I think what needs to happen is for a general consensus among various Asian countries on the history of East and South East Asia needs to be established so that the schools on all the countries have more or less the same history being taught. And then once a year, a memorial ceremony could be held by the various countries in the region for the war, life loss, war veterans, and recognition of atrocities.
The current situation is that what is understood, interpretation, and the narrative, is very different among the different countries in the region and that the history gets abused by mass media and politics. So a shared consensus on historical understanding and how to treat it is at a point of being virtually impossible to achieve.
I don't particular dislike the country but this issue really puts me off.

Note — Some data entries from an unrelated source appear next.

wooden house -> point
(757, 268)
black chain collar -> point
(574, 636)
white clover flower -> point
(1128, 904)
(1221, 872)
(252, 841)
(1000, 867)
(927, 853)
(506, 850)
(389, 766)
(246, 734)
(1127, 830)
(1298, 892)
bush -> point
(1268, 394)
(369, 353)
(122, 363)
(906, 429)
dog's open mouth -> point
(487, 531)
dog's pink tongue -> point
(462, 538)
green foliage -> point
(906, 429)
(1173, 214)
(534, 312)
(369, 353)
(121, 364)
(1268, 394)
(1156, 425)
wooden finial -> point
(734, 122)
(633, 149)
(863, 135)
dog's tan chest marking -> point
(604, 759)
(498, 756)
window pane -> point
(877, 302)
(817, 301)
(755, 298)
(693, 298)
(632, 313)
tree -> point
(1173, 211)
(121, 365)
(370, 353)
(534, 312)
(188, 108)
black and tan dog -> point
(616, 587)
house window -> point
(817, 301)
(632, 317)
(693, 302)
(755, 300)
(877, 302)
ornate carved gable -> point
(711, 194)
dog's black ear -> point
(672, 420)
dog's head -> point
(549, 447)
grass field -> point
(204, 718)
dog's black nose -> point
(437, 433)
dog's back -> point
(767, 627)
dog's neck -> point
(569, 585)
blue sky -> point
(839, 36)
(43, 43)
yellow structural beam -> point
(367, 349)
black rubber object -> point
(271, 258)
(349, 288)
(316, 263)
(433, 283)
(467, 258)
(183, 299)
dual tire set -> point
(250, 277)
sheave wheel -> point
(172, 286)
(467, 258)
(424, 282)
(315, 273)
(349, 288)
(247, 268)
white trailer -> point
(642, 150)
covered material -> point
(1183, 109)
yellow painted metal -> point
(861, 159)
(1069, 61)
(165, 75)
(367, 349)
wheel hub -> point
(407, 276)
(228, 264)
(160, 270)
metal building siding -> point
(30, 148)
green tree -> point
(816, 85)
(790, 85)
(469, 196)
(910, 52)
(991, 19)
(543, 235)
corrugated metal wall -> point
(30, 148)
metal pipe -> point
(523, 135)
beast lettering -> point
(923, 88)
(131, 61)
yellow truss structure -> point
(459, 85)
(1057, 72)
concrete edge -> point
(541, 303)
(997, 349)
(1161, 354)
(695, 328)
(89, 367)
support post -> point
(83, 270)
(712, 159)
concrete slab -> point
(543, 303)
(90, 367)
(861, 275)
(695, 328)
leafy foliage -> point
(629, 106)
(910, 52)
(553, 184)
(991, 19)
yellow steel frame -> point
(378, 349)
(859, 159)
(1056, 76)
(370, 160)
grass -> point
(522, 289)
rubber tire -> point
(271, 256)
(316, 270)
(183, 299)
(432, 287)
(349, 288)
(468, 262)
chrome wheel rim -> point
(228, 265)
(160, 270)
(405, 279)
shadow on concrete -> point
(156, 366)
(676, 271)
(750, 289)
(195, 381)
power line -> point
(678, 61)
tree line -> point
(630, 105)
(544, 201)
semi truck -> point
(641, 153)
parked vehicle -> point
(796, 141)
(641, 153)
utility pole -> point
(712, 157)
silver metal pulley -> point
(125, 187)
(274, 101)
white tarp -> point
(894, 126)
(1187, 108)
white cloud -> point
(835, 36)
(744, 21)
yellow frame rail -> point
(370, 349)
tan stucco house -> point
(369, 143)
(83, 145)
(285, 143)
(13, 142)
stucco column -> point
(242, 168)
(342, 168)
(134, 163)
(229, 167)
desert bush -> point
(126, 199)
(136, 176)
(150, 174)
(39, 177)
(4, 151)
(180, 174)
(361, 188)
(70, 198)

I would eat kimchi once in a while if the issue would just hurry up and get settled.
The comfort women were recruited all over the Japanese Empire, including Japan. Some were already prostitutes. Some knew what they were getting into but were desperate. Some were sold by their families. Some were tricked, thinking they would be doing some other work. And some were forcibly kidnapped.
Officially, they were paid, regardless of how they were recruited. The deniers use this to pretend that they were all willing, ignoring the evidence of coercion, trickery & forcible kidnapping. But much of their pay was often taken by brothel controllers, & initial pay might be earmarked to pay off the costs of recruitment, which could be a payment to their families, a payment to a recruiter (a sweet-talking bastard who offered some respectable job, a kidnapper, whoever) or an advance given on recruitment (often then handed over to families). So . . .debt slavery for many. But not all, by any means. It doesn't make a difference to those who claim that they were all enslaved, though.
Some of the claims of mortality rates are ghastly, this is controversial. Reliable numbers are hard to come by, & untangling them is made more difficult by the partisan attitudes of many involved. Suicide rates seem to have been high (I can understand why, among those kidnapped or tricked), & very many died in ships sunk by the Allies: it's known that the Japanese forces would often evacuate them when the front approached wherever where they were stationed (this seems to have been seen as a protective measure for them), & the losses of evacuation ships in the Pacific & SE Asia were terrible.
Koreans were very active in recruiting women in Korea & China, Korean soldiers, camp guards & workers (many were conscripted to work for the IJN & IJA) had access to them & took advantage of it, & South Korea maintained the system after WW2. Many thousands of Korean women were coerced or forced into brothels for troops, both Korean & UN, during the Korean War & afterwards . Raising this in S. Korea triggers a very hostile reaction.
BTW, apparently the rate soldiers had to pay often depended on the ethnicity of the woman, e.g. a slightly higher rate for Japanese than Korean. Rate sheets survive.